The set up of the show alone was spectacular as botanics and florals voiced the designer’s concern over the industry’s impact on the environment. And whilst florals have always been part of Dior’s heritage, the beauty of nature has become a concern for our future and Chiuri envisioned the concerns through silhouettes that took inspiration from Catherine Dior, Monsieur Christian Dior’s sister.

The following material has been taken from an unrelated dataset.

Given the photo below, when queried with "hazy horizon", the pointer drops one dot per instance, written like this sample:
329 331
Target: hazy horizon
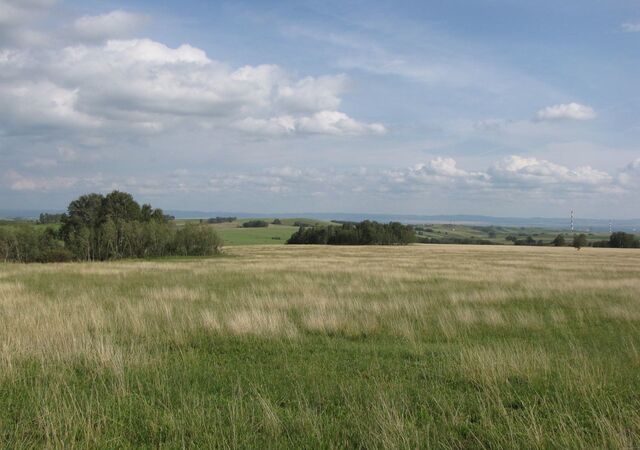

Backstage, Chiuri highlighted the season’s mood board, which consisted of a photo of Catherine in her gardening clothes — a man’s shirt (with the sleeves rolled up), belted trousers and low-brimmed hats. Hence, the collection that unfolded on the runway saw the utility blue shirt tucked underneath embroidered dresses and A-line skirts, a darker side to thistles, poppies and wild flowers on modest dresses, and a slew of achingly cool accessories that the Chiuri era at Dior is widely recognised for.
Under the twinkling lights of the Eiffel Tower (plus the plenty of strobe lights that were dotted alongside the runway) emerged Anthony Vaccarello’s Spring/Summer 2020 collection for Saint Laurent.
For the season, the designer stayed true to what Yves Saint Laurent was most adorned for in the 20th century — think the iconic Le Smoking suits and his striking hippy-glam silhouettes — and also, added reworked the brand’s codes for the new generation.
Shying away from his strict colour palette of just black and metallics, Vaccarello opted for softer approach to Spring/Summer dressing with a sense of romanticism infused into a more relatable collection consisting of cutoff denim, one-shouldered cut-out dresses, paisley embroidered dresses, chiffon blouses and pleated lamé skirts, too.
And whilst yes, the collection was so pretty to look at, it was Saint Laurent’s closing of the narrow line-up of tuxedo suits that stole the show. Led by Stella Tenant and closed by none other than Naomi Campbell, it was a collection tailored to the old, and the new generations to come.